The most dynamic and interesting thing Christie could do now would be to pivot left — bully his fellow Republicans for living in the past when it comes to Obamacare and same-sex marriage, tell them to get real, get a life and get with the 21st Century. He could tell audiences that the other candidates could never win because they do not get it, stomp across the stage like a conservative Howard Beale delivering a purple-state reckoning to every schoolyard joker trying to build a government in a sandbox instead of in the real world where bullies can kick them apart and deliver real-life lessons. It would be mesmerising. But that is completely unrealistic, because it would stop the end goals of the Chris-Christie-for-Chris-Christie train — the local to nowhere that stops at every ATM. That truth-teller schtick only pays the bills if you believe it, and the only people Christie has ever kicked on his way up have been straw men and targets of opportunity. He does not swing at big chequebooks or institutions, certainly nothing solid enough to bruise the glad hand.
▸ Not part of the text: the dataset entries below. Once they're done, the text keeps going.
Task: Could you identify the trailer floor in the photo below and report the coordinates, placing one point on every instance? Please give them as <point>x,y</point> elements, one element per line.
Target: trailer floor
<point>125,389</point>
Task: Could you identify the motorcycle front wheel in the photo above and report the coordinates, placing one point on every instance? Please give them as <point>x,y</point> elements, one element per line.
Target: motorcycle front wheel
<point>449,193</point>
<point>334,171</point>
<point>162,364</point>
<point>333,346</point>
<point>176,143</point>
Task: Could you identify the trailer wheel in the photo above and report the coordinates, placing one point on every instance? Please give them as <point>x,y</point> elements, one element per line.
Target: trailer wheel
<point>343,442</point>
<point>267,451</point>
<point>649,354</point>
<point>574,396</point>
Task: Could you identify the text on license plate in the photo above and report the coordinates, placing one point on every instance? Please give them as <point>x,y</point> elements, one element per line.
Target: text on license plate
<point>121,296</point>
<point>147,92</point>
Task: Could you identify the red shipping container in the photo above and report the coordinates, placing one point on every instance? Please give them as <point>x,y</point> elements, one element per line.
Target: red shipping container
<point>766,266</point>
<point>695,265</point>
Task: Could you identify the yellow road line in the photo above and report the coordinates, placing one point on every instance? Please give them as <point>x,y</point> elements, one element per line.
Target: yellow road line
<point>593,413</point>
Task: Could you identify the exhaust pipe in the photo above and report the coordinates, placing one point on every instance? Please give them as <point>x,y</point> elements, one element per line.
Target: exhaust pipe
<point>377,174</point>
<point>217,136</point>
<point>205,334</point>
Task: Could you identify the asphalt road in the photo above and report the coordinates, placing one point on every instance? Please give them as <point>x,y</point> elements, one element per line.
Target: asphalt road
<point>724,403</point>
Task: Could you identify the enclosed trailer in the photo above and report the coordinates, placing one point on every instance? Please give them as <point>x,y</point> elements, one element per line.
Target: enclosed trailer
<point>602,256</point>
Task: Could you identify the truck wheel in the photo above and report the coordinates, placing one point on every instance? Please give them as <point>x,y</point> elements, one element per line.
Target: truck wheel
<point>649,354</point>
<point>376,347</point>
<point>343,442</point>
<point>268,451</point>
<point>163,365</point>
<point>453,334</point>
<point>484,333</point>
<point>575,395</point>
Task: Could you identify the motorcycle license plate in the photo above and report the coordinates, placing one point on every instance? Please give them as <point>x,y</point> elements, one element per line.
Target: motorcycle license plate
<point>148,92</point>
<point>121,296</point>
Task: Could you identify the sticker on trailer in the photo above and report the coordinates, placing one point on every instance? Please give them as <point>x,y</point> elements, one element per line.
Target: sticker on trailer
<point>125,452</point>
And, when this is all over, if no indictments hold, having outclassed dead-enders like Carly Fiorina, Ben Carson, George Pataki, Bobby Jindal and a few others, he will be there at the top, with Donald Trump — brands to the last, available to speak for certain fees, never having sold out apart from that first fatal sale that embarked on a life that reached its soul terminus here. Christie and Trump will win by losing the primary, defining themselves by the straw men who never really stopped them because they always wanted to be stopped. Chris Christie — bully, truth-speaker, authentic Springsteen-wanking road-thunderer — will be Jersey and authentic and real until he dies, still Trumpily counting out c-notes from fans who assume that America went wrong when, for some reason, the market did not choose him. He will walk away with the kind of premium identity that normally accompanies only the most expensive and exclusive resorts and restaurants, only this time about the most authentically tough and Jersey suburban realists and fighters.

It will be very Springsteen (in everything but the politics) and it will be $100,000 (Dh367,800) per speaking engagement and everyone will be very sorry for “the haters and losers” who cannot see the grand plan.